Molecular mechanisms of an apoptosis signalling pathway

Apoptosis can be initiated by various stimuli from outside or inside the cell, e.g. by a specific ligand of cell surface receptors, by DNA damage, failure of DNA repair mechanisms, certain cytotoxic drugs or irradiation of cell, by a lack of survival signals.

Caspases in Apoptosis

Now LET’S TALK about why they called as caspases and what is the role of caspases. Caspases are cysteine proteases. Caspases are endoproteases have an active site Cysteine (C) and which cleave at the C- terminal side of Aspartate  residues ( asp ) and hence are known as caspases. Their catalytical activity depends on a critical cysteine-residue within a highly conserved active-site consist of pentapeptide Glutamine, Alanine, Cysteine, Arginine Glycine (QACRG). Caspases are essential enzymes that drive programmed cell death, or apoptosis, by cleaving cellular proteins and orchestrating the sequential events leading to cell demise. So far, 7 different caspases have been identified in Drosophila, and 14 in mammals, with caspase-11 and caspase–12 only identified in the mouse. These caspases form a cascade of proteases which are activated in this process. Caspases are expressed as zymogens (procaspases), which are activated by different apoptosis inducers.

Caspases is classified into three groups on the basis of their functions:

Caspases (Cysteine-aspartic proteases) are a family of protease enzymes that play essential roles in apoptosis (programmed cell death), necrosis, and inflammation. Based on their functions, caspases are classified into three main groups:

1. Initiator Caspases
   • Function: These caspases initiate the apoptosis signaling pathways.
   • Examples: Caspase-2, Caspase-8, Caspase-9, and Caspase-10
   • Characteristic: They have long pro-domains (such as CARD or DED) that allow them to interact with adaptor proteins in apoptotic complexes like the apoptosome (for caspase-9) or death-inducing signaling complex (DISC, for caspase-8/10).

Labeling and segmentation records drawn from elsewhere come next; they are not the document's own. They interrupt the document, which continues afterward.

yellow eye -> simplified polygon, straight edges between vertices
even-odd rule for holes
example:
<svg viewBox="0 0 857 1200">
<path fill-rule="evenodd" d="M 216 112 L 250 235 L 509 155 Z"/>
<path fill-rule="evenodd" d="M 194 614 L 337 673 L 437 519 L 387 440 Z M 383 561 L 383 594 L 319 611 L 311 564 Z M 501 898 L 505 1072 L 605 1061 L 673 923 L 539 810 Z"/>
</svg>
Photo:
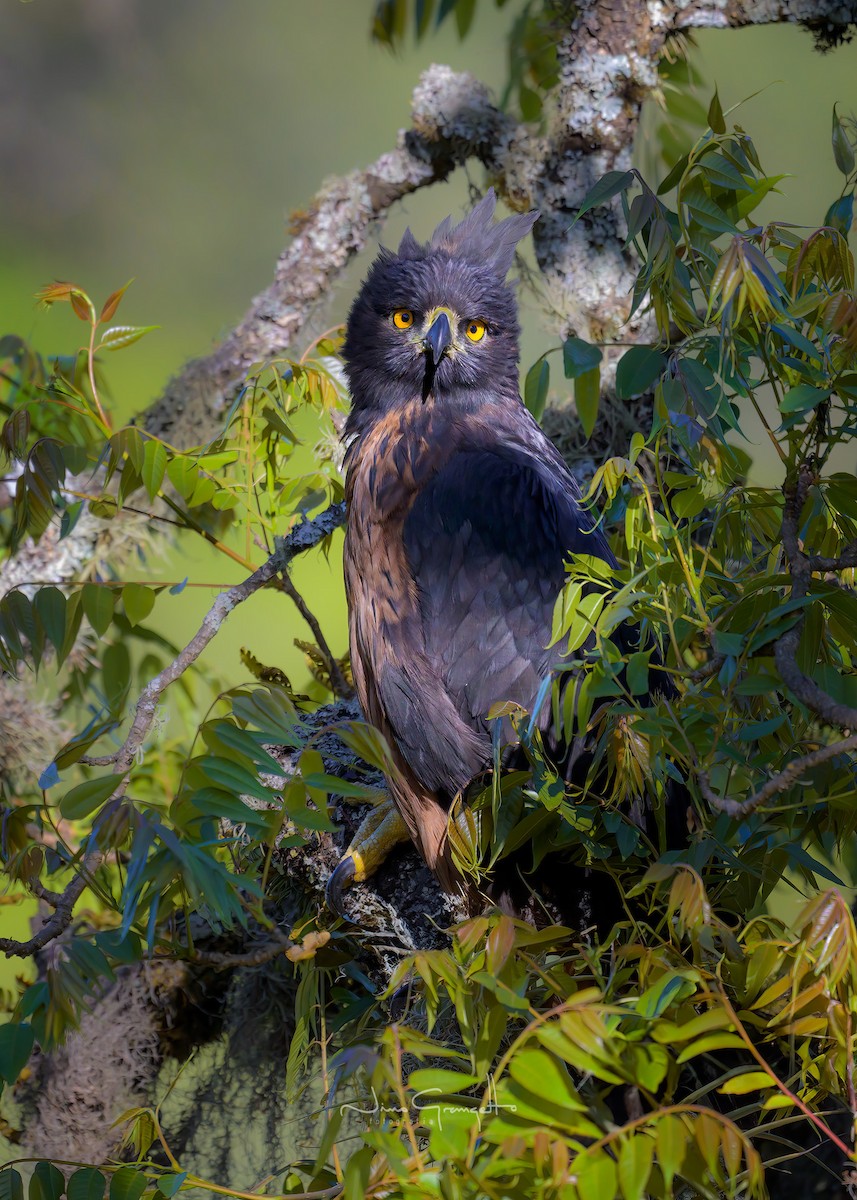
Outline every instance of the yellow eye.
<svg viewBox="0 0 857 1200">
<path fill-rule="evenodd" d="M 472 342 L 481 342 L 485 337 L 485 322 L 484 320 L 468 320 L 465 325 L 465 332 L 471 338 Z"/>
</svg>

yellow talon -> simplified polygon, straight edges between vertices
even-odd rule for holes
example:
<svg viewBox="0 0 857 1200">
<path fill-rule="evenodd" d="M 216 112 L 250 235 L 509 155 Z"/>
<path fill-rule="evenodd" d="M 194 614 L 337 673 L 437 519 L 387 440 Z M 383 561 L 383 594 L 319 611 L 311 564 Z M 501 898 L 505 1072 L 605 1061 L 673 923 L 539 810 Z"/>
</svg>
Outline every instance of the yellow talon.
<svg viewBox="0 0 857 1200">
<path fill-rule="evenodd" d="M 344 852 L 328 880 L 328 906 L 338 916 L 348 919 L 342 910 L 342 894 L 352 883 L 362 883 L 373 875 L 390 851 L 403 841 L 409 841 L 410 834 L 398 815 L 392 800 L 382 800 L 361 822 L 352 844 Z"/>
</svg>

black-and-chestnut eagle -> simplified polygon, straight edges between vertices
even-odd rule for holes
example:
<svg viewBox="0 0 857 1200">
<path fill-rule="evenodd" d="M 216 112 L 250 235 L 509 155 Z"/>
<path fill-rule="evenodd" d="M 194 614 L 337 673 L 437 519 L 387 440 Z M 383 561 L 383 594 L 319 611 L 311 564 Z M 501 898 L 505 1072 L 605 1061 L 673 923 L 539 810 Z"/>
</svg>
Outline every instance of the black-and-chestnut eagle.
<svg viewBox="0 0 857 1200">
<path fill-rule="evenodd" d="M 427 244 L 408 230 L 396 253 L 382 250 L 344 343 L 354 682 L 391 749 L 396 809 L 448 890 L 460 882 L 448 812 L 492 762 L 490 710 L 511 701 L 532 712 L 544 696 L 561 661 L 551 622 L 569 558 L 615 563 L 520 396 L 505 277 L 538 212 L 493 212 L 489 192 Z M 538 718 L 550 721 L 550 704 Z M 335 906 L 373 869 L 372 846 L 364 835 L 346 852 Z"/>
</svg>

1. Executioner (Effector) Caspases
   • Function: These caspases execute apoptosis by cleaving various cellular substrates.
   • Examples: Caspase-3, Caspase-6, and Caspase-7
   • Characteristic: They are activated by initiator caspases and carry out the degradation of cellular components leading to apoptosis.

1. Inflammatory Caspases
   • Function: These caspases are involved in cytokine maturation and inflammation rather than apoptosis.
   • Examples: Caspase-1, Caspase-4, Caspase-5 (humans), and Caspase-11 (mice)
   • Characteristic: Caspase-1 activates pro-inflammatory cytokines like IL-1β and IL-18 and is involved in pyroptosis, a type of inflammatory cell death.

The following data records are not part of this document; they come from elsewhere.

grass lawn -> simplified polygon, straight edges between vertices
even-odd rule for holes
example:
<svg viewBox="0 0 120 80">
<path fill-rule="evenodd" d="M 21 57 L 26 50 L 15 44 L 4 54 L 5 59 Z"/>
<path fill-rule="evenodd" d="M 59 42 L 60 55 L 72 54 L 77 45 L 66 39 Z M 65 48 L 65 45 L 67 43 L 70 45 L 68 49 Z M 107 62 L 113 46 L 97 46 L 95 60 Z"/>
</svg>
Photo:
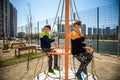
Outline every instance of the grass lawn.
<svg viewBox="0 0 120 80">
<path fill-rule="evenodd" d="M 30 53 L 30 54 L 21 55 L 20 57 L 15 57 L 15 58 L 6 59 L 6 60 L 0 60 L 0 68 L 27 61 L 28 57 L 29 57 L 29 60 L 32 60 L 32 59 L 39 58 L 42 56 L 45 56 L 45 53 L 42 53 L 42 52 L 37 53 L 37 54 Z"/>
</svg>

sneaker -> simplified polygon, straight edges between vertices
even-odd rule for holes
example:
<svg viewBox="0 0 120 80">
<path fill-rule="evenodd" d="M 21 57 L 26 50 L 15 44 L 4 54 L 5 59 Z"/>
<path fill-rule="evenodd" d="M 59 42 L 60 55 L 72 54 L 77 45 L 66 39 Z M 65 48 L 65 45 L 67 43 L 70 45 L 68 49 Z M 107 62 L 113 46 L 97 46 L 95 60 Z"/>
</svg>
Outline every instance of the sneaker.
<svg viewBox="0 0 120 80">
<path fill-rule="evenodd" d="M 77 80 L 83 80 L 81 74 L 76 73 L 75 76 L 77 77 Z"/>
<path fill-rule="evenodd" d="M 55 72 L 53 71 L 53 69 L 49 69 L 48 72 L 55 74 Z"/>
<path fill-rule="evenodd" d="M 58 66 L 55 66 L 54 69 L 60 71 L 60 67 Z"/>
</svg>

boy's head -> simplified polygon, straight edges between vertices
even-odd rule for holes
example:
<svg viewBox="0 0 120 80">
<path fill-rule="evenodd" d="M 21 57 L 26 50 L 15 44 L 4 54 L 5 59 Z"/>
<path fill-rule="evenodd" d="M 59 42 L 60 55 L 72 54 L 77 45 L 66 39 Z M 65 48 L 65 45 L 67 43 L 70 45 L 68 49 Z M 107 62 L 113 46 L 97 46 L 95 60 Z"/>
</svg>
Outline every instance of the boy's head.
<svg viewBox="0 0 120 80">
<path fill-rule="evenodd" d="M 50 25 L 45 25 L 44 26 L 44 32 L 45 33 L 49 34 L 50 30 L 51 30 L 51 26 Z"/>
<path fill-rule="evenodd" d="M 73 23 L 73 30 L 76 32 L 80 32 L 80 28 L 81 28 L 81 21 L 75 21 Z"/>
</svg>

Caspase Activation Process

Caspases are synthesized as inactive zymogens (procaspases) and require proteolytic cleavage for activation. The activation involves multiple, highly specific hydrolysis steps, as follows:

1. Cleavage of N-terminal Propeptide
   • The first step involves hydrolysis at a specific site between the N-terminal propeptide and the large subunit of the procaspase.
   • This removes the regulatory pro-domain.
2. Cleavage Between Subunits
   • A second hydrolysis occurs between the large (p20) and small (p10) catalytic subunits.
   • This cleavage releases both subunits from the precursor form.
3. Dimerization
   • The large and small subunits form a heterodimer (p20/p10).
   • Two heterodimers then associate to form the active caspase tetramer (p20/p10–p20/p10).
4. Active Enzyme Formation
   • The final active enzyme is a tetramer composed of two large and two small subunits, functioning as a protease to cleave specific substrates during apoptosis or inflammation.